The actual annotation keys are configurable in Prometheus but the above are kind of a default / “standard”.

Of course the port would still have to be a http end-point returning metrics at some customizable path. Pretty much all of the “system” K8s services (and any “cloud-native” ones) are usually exposing such monitoring end-points and this is kind of a standard.

I already had my Scrape plugin capable of dealing with Prometheus-type of metrics so I just needed the auto-discovery part. And of course as with a lot of other stuff that would be a Plugin, at least initially. I also needed a Scala/Java client library to be able to talk to the K8s system APIs and went ahead with fabric8.io - a great library working fine for me and without too many surprises.

So my new “Kube” plugin would work like this:

That wasn’t too hard to implement and I was able to get it basically working quite quickly. I don’t necessarily love the fact that the Kube Plugin is generating configs for the Scrape Plugin which in turn is generating actual SMG configs.
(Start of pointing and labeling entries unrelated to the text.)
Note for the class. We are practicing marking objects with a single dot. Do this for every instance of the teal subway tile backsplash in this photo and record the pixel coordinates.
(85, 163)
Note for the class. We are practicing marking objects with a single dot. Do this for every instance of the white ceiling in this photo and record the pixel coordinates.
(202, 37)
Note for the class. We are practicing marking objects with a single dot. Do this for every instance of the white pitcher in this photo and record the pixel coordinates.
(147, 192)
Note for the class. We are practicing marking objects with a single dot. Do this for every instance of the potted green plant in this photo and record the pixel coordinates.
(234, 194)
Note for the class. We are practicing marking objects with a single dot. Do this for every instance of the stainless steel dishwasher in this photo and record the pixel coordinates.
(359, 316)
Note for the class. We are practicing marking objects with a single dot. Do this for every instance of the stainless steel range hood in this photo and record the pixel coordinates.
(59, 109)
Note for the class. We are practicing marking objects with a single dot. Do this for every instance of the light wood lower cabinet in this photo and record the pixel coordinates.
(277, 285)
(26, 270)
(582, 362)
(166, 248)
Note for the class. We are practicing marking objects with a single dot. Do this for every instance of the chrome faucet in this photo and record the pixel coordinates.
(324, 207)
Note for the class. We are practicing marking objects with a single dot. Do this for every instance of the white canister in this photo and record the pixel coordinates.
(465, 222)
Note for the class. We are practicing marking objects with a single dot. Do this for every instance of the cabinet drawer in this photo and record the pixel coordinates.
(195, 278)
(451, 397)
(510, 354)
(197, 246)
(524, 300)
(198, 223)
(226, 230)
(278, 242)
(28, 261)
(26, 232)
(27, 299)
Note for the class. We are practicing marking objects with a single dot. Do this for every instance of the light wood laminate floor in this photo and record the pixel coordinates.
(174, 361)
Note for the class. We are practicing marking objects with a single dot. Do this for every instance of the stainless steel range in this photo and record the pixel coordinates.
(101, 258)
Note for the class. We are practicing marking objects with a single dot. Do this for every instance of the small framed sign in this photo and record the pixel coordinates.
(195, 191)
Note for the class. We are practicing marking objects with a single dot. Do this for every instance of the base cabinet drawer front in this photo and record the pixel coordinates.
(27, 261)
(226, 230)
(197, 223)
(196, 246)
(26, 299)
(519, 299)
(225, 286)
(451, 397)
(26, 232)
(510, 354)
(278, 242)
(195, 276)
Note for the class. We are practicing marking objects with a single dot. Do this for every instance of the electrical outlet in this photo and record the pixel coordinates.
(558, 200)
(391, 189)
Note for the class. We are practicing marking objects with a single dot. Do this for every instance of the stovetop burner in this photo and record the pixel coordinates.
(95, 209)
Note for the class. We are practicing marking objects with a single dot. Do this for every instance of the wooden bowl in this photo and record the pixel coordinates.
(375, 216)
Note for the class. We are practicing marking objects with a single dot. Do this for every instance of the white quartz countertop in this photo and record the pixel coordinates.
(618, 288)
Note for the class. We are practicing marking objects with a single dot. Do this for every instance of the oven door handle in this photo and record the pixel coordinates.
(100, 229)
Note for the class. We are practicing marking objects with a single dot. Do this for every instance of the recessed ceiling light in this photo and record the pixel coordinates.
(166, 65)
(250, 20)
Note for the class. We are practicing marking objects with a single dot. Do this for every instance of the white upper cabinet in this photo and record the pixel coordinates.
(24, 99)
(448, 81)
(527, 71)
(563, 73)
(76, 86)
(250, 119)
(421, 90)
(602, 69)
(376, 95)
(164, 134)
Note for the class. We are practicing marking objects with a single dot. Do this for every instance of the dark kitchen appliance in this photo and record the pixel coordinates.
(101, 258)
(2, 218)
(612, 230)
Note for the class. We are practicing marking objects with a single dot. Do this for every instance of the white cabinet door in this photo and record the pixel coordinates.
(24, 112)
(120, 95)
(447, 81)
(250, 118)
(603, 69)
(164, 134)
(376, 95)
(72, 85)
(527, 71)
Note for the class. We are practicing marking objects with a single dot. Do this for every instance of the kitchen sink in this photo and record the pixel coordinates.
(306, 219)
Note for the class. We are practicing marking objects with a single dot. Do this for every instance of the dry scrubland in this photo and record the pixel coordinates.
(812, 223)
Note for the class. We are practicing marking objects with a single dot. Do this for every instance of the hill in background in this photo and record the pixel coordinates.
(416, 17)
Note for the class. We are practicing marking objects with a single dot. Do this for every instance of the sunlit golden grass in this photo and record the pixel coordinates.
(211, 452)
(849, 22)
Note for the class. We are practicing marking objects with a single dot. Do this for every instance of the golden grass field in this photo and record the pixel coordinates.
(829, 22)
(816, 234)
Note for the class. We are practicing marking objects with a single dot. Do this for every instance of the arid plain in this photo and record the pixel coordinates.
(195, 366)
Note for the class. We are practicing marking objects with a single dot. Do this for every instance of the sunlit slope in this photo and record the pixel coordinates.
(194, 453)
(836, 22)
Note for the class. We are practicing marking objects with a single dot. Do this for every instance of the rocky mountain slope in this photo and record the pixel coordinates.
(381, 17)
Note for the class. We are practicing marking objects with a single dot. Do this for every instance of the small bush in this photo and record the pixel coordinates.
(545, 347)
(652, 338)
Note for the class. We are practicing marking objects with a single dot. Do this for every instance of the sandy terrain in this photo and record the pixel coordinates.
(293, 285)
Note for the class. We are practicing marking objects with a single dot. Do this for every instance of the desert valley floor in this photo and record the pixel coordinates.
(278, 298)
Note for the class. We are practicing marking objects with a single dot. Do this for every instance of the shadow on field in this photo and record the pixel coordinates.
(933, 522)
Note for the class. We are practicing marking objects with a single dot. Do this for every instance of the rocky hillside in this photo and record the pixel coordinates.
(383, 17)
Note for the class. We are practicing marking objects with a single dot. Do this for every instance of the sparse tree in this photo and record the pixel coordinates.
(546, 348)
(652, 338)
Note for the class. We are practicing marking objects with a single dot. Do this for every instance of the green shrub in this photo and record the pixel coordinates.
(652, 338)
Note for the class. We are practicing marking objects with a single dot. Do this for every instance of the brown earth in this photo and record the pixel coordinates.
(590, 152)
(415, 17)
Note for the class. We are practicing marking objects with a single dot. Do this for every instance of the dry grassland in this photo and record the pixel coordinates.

But I guess with K8s its all about layers on top of other layers so not a huge deal.

I also thought that it would be a good idea to have graphs from all “kubectl top …” numbers. K8s has an API for that and fabric8 supports it so I introduced some special :kube plugin commands to be available for use in templates. I made these result in OpenMetrics compatible format so I could hook a command like :kube top-nodes (there are also top-pods, top-conts) as a scrape plugin command, and the Scrape plugin would handle the SMG config generation from there.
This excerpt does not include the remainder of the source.